The Race, circa 1977

I could hear her behind me.

She was nine. I could tell. I think she had brown hair. Her breathing told me somebody in her family wanted her to win. But I wanted to win, and I wanted a trophy. I had seen them lined up on the table at the beginning of the race. I ran faster, so fast I could feel the separation of body and running, my legs now in charge as they took me in the direction of the Hudson River and the finish line.

I ran down the hill. It hurt to run so fast. I knew to hold on and let my legs take me there. When I got to the finish line, a man with a whistle told me I was the first woman. I smiled, held my sides, breathed deeply and nodded.

I walked over to the big trophy table, the tall golden statues.

I looked up at the man standing behind the table. He had stern skin, long eyebrows.

“I’m here for my trophy,” I said.

He looked at me.

“I won,” I said. “I was the first woman.”

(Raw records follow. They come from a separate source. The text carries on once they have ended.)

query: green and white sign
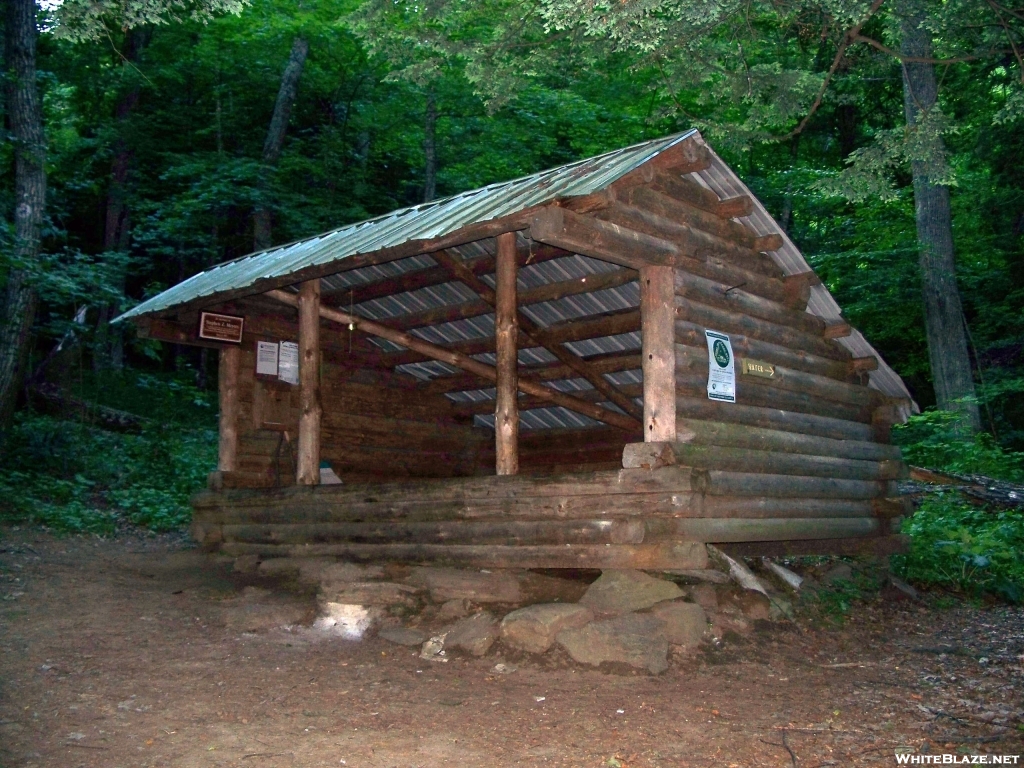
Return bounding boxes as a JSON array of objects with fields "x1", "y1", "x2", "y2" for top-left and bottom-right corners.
[{"x1": 705, "y1": 330, "x2": 736, "y2": 402}]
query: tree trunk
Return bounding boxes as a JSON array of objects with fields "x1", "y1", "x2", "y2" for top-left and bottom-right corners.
[
  {"x1": 423, "y1": 90, "x2": 437, "y2": 203},
  {"x1": 92, "y1": 29, "x2": 150, "y2": 371},
  {"x1": 253, "y1": 37, "x2": 309, "y2": 251},
  {"x1": 0, "y1": 0, "x2": 46, "y2": 425},
  {"x1": 900, "y1": 12, "x2": 981, "y2": 431}
]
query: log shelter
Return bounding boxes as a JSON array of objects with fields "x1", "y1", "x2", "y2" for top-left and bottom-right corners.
[{"x1": 119, "y1": 131, "x2": 916, "y2": 569}]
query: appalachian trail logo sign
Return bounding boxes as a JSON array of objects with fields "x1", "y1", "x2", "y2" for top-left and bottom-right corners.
[{"x1": 705, "y1": 330, "x2": 736, "y2": 402}]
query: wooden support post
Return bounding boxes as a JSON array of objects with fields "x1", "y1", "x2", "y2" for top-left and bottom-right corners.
[
  {"x1": 640, "y1": 266, "x2": 676, "y2": 442},
  {"x1": 295, "y1": 279, "x2": 323, "y2": 485},
  {"x1": 217, "y1": 346, "x2": 242, "y2": 472},
  {"x1": 495, "y1": 232, "x2": 519, "y2": 475}
]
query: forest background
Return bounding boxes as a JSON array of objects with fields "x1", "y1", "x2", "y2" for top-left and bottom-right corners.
[{"x1": 0, "y1": 0, "x2": 1024, "y2": 600}]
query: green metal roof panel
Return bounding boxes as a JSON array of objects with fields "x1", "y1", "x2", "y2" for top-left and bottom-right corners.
[{"x1": 115, "y1": 130, "x2": 696, "y2": 323}]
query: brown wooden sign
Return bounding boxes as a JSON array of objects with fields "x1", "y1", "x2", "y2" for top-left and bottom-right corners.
[
  {"x1": 199, "y1": 312, "x2": 246, "y2": 344},
  {"x1": 742, "y1": 357, "x2": 775, "y2": 379}
]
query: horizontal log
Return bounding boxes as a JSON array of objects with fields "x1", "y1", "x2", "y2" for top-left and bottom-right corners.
[
  {"x1": 694, "y1": 469, "x2": 892, "y2": 499},
  {"x1": 674, "y1": 442, "x2": 906, "y2": 480},
  {"x1": 597, "y1": 202, "x2": 782, "y2": 278},
  {"x1": 676, "y1": 344, "x2": 885, "y2": 408},
  {"x1": 676, "y1": 321, "x2": 850, "y2": 382},
  {"x1": 622, "y1": 185, "x2": 758, "y2": 250},
  {"x1": 704, "y1": 496, "x2": 879, "y2": 519},
  {"x1": 676, "y1": 395, "x2": 877, "y2": 442},
  {"x1": 221, "y1": 519, "x2": 622, "y2": 546},
  {"x1": 676, "y1": 368, "x2": 872, "y2": 423},
  {"x1": 193, "y1": 467, "x2": 691, "y2": 509},
  {"x1": 722, "y1": 535, "x2": 910, "y2": 558},
  {"x1": 220, "y1": 542, "x2": 708, "y2": 570},
  {"x1": 676, "y1": 297, "x2": 852, "y2": 361},
  {"x1": 529, "y1": 208, "x2": 682, "y2": 269},
  {"x1": 650, "y1": 173, "x2": 754, "y2": 219},
  {"x1": 676, "y1": 269, "x2": 825, "y2": 336},
  {"x1": 752, "y1": 233, "x2": 783, "y2": 252},
  {"x1": 676, "y1": 419, "x2": 901, "y2": 461},
  {"x1": 675, "y1": 517, "x2": 880, "y2": 544}
]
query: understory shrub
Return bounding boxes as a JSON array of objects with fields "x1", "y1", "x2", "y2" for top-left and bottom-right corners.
[
  {"x1": 0, "y1": 412, "x2": 217, "y2": 534},
  {"x1": 893, "y1": 490, "x2": 1024, "y2": 603}
]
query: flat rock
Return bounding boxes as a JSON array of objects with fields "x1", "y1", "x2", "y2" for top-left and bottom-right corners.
[
  {"x1": 407, "y1": 567, "x2": 522, "y2": 603},
  {"x1": 711, "y1": 613, "x2": 753, "y2": 640},
  {"x1": 650, "y1": 600, "x2": 708, "y2": 647},
  {"x1": 690, "y1": 584, "x2": 718, "y2": 610},
  {"x1": 377, "y1": 627, "x2": 427, "y2": 646},
  {"x1": 321, "y1": 582, "x2": 418, "y2": 607},
  {"x1": 436, "y1": 597, "x2": 472, "y2": 622},
  {"x1": 557, "y1": 613, "x2": 669, "y2": 675},
  {"x1": 231, "y1": 555, "x2": 259, "y2": 573},
  {"x1": 502, "y1": 603, "x2": 594, "y2": 653},
  {"x1": 442, "y1": 610, "x2": 499, "y2": 656},
  {"x1": 580, "y1": 570, "x2": 684, "y2": 615},
  {"x1": 821, "y1": 562, "x2": 853, "y2": 584},
  {"x1": 313, "y1": 602, "x2": 383, "y2": 640}
]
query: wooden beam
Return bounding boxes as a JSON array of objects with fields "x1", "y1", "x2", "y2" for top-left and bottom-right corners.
[
  {"x1": 434, "y1": 251, "x2": 643, "y2": 427},
  {"x1": 372, "y1": 264, "x2": 636, "y2": 331},
  {"x1": 217, "y1": 345, "x2": 242, "y2": 472},
  {"x1": 266, "y1": 290, "x2": 636, "y2": 432},
  {"x1": 493, "y1": 233, "x2": 519, "y2": 475},
  {"x1": 295, "y1": 279, "x2": 323, "y2": 485},
  {"x1": 640, "y1": 266, "x2": 676, "y2": 442},
  {"x1": 322, "y1": 244, "x2": 571, "y2": 309}
]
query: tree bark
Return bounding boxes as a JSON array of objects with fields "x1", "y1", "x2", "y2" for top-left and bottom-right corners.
[
  {"x1": 423, "y1": 90, "x2": 437, "y2": 203},
  {"x1": 0, "y1": 0, "x2": 46, "y2": 426},
  {"x1": 92, "y1": 28, "x2": 150, "y2": 371},
  {"x1": 253, "y1": 37, "x2": 309, "y2": 251},
  {"x1": 900, "y1": 4, "x2": 981, "y2": 431}
]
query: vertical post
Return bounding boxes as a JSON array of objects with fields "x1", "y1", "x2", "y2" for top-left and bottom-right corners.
[
  {"x1": 217, "y1": 346, "x2": 242, "y2": 472},
  {"x1": 295, "y1": 279, "x2": 323, "y2": 485},
  {"x1": 640, "y1": 266, "x2": 676, "y2": 442},
  {"x1": 495, "y1": 232, "x2": 519, "y2": 475}
]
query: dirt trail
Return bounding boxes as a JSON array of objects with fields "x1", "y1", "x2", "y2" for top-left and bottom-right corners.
[{"x1": 0, "y1": 529, "x2": 1024, "y2": 768}]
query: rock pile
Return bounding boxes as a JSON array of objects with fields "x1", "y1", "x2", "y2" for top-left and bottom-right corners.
[{"x1": 237, "y1": 558, "x2": 787, "y2": 675}]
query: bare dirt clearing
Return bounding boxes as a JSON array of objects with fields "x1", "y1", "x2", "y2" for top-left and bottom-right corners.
[{"x1": 0, "y1": 529, "x2": 1024, "y2": 768}]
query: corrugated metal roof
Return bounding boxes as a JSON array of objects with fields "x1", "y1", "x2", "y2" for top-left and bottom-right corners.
[
  {"x1": 116, "y1": 130, "x2": 696, "y2": 322},
  {"x1": 118, "y1": 131, "x2": 916, "y2": 421}
]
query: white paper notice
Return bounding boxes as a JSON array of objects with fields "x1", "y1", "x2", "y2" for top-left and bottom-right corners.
[
  {"x1": 256, "y1": 341, "x2": 278, "y2": 376},
  {"x1": 278, "y1": 341, "x2": 299, "y2": 384},
  {"x1": 705, "y1": 330, "x2": 736, "y2": 402}
]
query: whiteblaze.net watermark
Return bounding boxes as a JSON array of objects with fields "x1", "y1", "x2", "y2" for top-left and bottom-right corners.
[{"x1": 896, "y1": 750, "x2": 1020, "y2": 765}]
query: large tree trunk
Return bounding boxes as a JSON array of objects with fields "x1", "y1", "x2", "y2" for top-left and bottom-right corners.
[
  {"x1": 0, "y1": 0, "x2": 46, "y2": 425},
  {"x1": 900, "y1": 9, "x2": 981, "y2": 431},
  {"x1": 92, "y1": 28, "x2": 150, "y2": 371},
  {"x1": 423, "y1": 90, "x2": 437, "y2": 203},
  {"x1": 253, "y1": 37, "x2": 309, "y2": 251}
]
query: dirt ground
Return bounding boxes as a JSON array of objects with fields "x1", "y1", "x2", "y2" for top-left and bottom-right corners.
[{"x1": 0, "y1": 528, "x2": 1024, "y2": 768}]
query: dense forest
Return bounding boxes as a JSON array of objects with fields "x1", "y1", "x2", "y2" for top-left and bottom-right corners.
[{"x1": 0, "y1": 0, "x2": 1024, "y2": 593}]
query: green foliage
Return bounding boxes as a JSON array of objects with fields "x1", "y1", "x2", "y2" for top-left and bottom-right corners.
[
  {"x1": 893, "y1": 411, "x2": 1024, "y2": 482},
  {"x1": 0, "y1": 375, "x2": 217, "y2": 534},
  {"x1": 893, "y1": 493, "x2": 1024, "y2": 602}
]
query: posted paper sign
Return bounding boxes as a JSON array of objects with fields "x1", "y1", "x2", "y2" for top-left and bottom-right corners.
[
  {"x1": 705, "y1": 330, "x2": 736, "y2": 402},
  {"x1": 278, "y1": 341, "x2": 299, "y2": 384},
  {"x1": 256, "y1": 341, "x2": 278, "y2": 376}
]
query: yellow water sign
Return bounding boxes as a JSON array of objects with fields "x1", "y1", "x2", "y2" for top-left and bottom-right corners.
[{"x1": 742, "y1": 357, "x2": 775, "y2": 379}]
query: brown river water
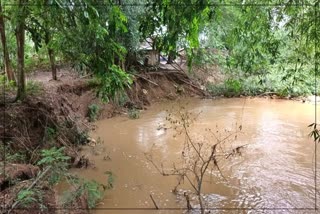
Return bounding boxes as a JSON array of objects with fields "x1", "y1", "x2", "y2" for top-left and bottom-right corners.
[{"x1": 69, "y1": 98, "x2": 320, "y2": 213}]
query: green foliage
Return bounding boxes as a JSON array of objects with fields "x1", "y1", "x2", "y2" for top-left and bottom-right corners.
[
  {"x1": 37, "y1": 147, "x2": 70, "y2": 185},
  {"x1": 63, "y1": 171, "x2": 114, "y2": 209},
  {"x1": 17, "y1": 190, "x2": 37, "y2": 207},
  {"x1": 128, "y1": 108, "x2": 140, "y2": 119},
  {"x1": 16, "y1": 188, "x2": 47, "y2": 211},
  {"x1": 0, "y1": 75, "x2": 16, "y2": 91},
  {"x1": 45, "y1": 127, "x2": 57, "y2": 141},
  {"x1": 26, "y1": 80, "x2": 43, "y2": 95},
  {"x1": 0, "y1": 142, "x2": 27, "y2": 163},
  {"x1": 88, "y1": 104, "x2": 100, "y2": 122}
]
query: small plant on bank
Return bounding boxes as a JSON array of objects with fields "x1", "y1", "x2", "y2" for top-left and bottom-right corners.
[
  {"x1": 128, "y1": 108, "x2": 140, "y2": 119},
  {"x1": 0, "y1": 142, "x2": 27, "y2": 163},
  {"x1": 88, "y1": 104, "x2": 100, "y2": 122},
  {"x1": 16, "y1": 188, "x2": 47, "y2": 211},
  {"x1": 26, "y1": 80, "x2": 43, "y2": 95},
  {"x1": 37, "y1": 147, "x2": 70, "y2": 185}
]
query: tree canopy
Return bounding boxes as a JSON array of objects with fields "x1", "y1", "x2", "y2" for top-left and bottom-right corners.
[{"x1": 0, "y1": 0, "x2": 320, "y2": 100}]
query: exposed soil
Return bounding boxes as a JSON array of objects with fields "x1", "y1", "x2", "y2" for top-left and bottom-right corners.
[{"x1": 0, "y1": 66, "x2": 206, "y2": 213}]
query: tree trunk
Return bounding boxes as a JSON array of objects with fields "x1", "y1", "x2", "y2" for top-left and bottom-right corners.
[
  {"x1": 45, "y1": 31, "x2": 57, "y2": 80},
  {"x1": 0, "y1": 0, "x2": 16, "y2": 81},
  {"x1": 16, "y1": 0, "x2": 26, "y2": 100}
]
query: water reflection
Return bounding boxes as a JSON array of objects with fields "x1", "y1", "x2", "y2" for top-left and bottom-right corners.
[{"x1": 74, "y1": 99, "x2": 315, "y2": 213}]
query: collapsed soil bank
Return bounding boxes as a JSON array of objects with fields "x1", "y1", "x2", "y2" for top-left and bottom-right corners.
[{"x1": 0, "y1": 70, "x2": 205, "y2": 213}]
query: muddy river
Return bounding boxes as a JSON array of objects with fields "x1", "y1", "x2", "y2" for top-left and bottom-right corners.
[{"x1": 74, "y1": 98, "x2": 315, "y2": 213}]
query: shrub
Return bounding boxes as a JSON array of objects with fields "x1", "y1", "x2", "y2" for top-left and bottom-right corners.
[{"x1": 88, "y1": 104, "x2": 100, "y2": 122}]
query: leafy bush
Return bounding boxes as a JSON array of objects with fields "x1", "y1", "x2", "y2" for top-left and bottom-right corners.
[
  {"x1": 63, "y1": 171, "x2": 114, "y2": 209},
  {"x1": 26, "y1": 80, "x2": 43, "y2": 95},
  {"x1": 98, "y1": 65, "x2": 132, "y2": 102},
  {"x1": 88, "y1": 104, "x2": 100, "y2": 122},
  {"x1": 16, "y1": 188, "x2": 47, "y2": 211}
]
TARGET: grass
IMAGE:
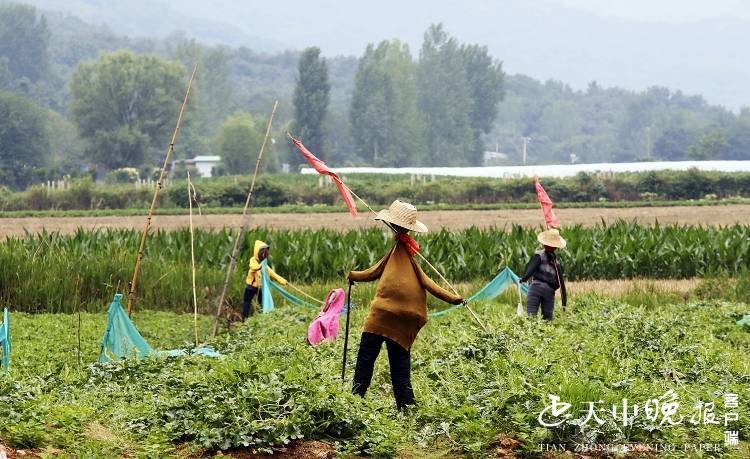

The man shook his head. “The trophies are for the men,” he said.

“But I won,” I said.

He repeated himself.

I repeated myself.

I couldn’t understand it. What was he talking about?

People talked behind the table as I stood there. They leaned in to each other, whispering into ears. I watched.

“Here,” said the man. “You can have the third place men’s trophy.”

I smiled as I reached for it.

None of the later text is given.